Rabbis even go so far as to assert that the Temple was destroyed, in part because judges at the time “established their rulings on the basis of Torah law and did not go beyond the letter of the law” (Bava Metzia 30b).

The importance of superseding the baseline expectations of law are so important that rabbis even go so far as to assert that the Temple was destroyed, in part because judges at the time “established their rulings on the basis of Torah law and did not go beyond the letter of the law” (Bava Metzia 30b). Although the Talmud teaches this without explanation, commentators suggest that the rabbis believe that judges in and around 70 C.E. were too inflexible. Since another traditional explanation for the Temple’s destruction is that the people were punished by sinat hinam, “senseless hatred,” from the rabbis’ point of view, the judges’ refusal to do more than the law requires would have fomented discord within society and incited people to hate one another. Knowing this, lifnim mishurat hadin doesn’t just give us the permission to work against unjust laws, it gives judges the permission to be more creative. “Activist judges” are not an aberration in Jewish law, they are the expectation.

If I had an audience with God, what would God say?

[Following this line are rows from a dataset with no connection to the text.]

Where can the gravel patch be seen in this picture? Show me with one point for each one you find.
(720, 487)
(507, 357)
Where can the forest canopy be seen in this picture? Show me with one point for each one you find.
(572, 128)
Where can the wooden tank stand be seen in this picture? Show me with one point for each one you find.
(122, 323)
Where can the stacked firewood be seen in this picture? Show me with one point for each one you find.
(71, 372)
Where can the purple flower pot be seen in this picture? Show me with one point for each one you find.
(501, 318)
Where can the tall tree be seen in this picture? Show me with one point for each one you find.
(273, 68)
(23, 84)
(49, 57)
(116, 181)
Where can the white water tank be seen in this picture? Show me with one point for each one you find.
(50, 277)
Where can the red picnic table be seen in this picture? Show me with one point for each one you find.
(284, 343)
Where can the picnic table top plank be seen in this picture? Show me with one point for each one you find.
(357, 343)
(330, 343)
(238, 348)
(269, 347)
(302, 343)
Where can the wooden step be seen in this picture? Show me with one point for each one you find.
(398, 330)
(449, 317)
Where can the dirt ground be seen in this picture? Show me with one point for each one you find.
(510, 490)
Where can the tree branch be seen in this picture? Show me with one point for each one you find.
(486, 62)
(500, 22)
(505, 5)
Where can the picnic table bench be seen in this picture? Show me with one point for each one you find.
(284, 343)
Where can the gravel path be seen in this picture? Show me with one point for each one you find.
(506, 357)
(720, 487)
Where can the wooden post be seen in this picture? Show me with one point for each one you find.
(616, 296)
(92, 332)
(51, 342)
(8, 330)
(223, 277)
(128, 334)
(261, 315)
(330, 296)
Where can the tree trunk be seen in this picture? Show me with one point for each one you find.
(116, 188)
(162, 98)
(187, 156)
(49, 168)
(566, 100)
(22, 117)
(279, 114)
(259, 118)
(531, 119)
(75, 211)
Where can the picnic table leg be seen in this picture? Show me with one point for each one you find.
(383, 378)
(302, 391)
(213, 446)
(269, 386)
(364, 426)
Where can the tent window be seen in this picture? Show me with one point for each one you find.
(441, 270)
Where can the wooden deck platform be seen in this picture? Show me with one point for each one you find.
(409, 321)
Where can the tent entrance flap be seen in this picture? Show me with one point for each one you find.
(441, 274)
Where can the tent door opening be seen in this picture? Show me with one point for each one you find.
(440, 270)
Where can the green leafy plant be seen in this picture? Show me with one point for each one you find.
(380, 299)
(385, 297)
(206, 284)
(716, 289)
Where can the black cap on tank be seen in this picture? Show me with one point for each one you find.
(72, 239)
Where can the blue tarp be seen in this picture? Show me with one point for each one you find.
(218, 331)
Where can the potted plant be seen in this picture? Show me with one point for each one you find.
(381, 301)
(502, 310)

The rabbis understand that humanity’s laws don’t always conform to God’s expectations. Sometimes God will still judge us harshly for following the law:

Rabbi Yehoshua said: There are four matters in which one who commits an offense concerning them is exempt from liability according to human laws but liable according to the laws of Heaven [and it would be proper for him to pay compensation], and the cases are as follows: One who breaches a fence that stood before another’s animal, [thereby allowing the animal to escape]; and one who bends another’s standing grain before a fire [so that it catches fire]; and one who hires false witnesses to testify; and one who knows testimony in support of another but does not testify on his behalf (BT Bava Kamma 55b).

In all four matters, perpetrators set bad things into motion without being legally liable, since they are not the ones causing the direct damage. To take the first two examples, if you breach a fence and your neighbor’s animal escapes, getting injured or killed in the process, Jewish law does not hold you accountable for letting the animal out since the animal had agency to escape on its own. In the same vein, since you didn’t actively light a neighbor’s wheat on fire but only made it slightly easier for the wind to carry the embers into the adjacent field by bending the crop toward the fire, you are not directly liable for its burning. The fire might have found its way into the field without you.

Since a court cannot punish you, the rabbis’ only recourse is to warn you: God is watching; God knows if you fall into the category “liable to the law of Heaven” (Bava Kamma 55b). The Eternal has no patience for pragmatic loopholes. Don’t risk Divine retribution by taking advantage of the law’s weakness to do wrong. And if your misdeeds have hurt others, avoid God’s reprisal by reimbursing them promptly for the damage done.

*            *            *

Given the importance of drawing the distinction between law and ethics, we Jews should feel free to advocate for the latter. In many cases, this means working tirelessly to change a law. In other more extreme cases, it means protesting in the streets or even resorting to civil disobedience.

Even the central legal ruling that Jews are religiously obligated to follow the secular laws around them, known as dina d’malkhuta dina, comes with important caveats. For some commentators, the secular laws only must be followed if they are fair. Laws that are discriminatory or unequally enforced, or keep Jews from fulfilling their own legal obligations, hold no weight. When even the most powerful kings violate these principles, Jews have the green light to ignore and, in some cases, actively work to subvert these unjust laws.

These exemptions show just how much of a moderating force one’s moral compass can be on law. Things may be scary at times, but a Jew’s hands are never tied. The rabbis remind us that we answer to a higher power — one that demands that in the light of injustice around us, we remain perpetual advocates for “what is good and right.”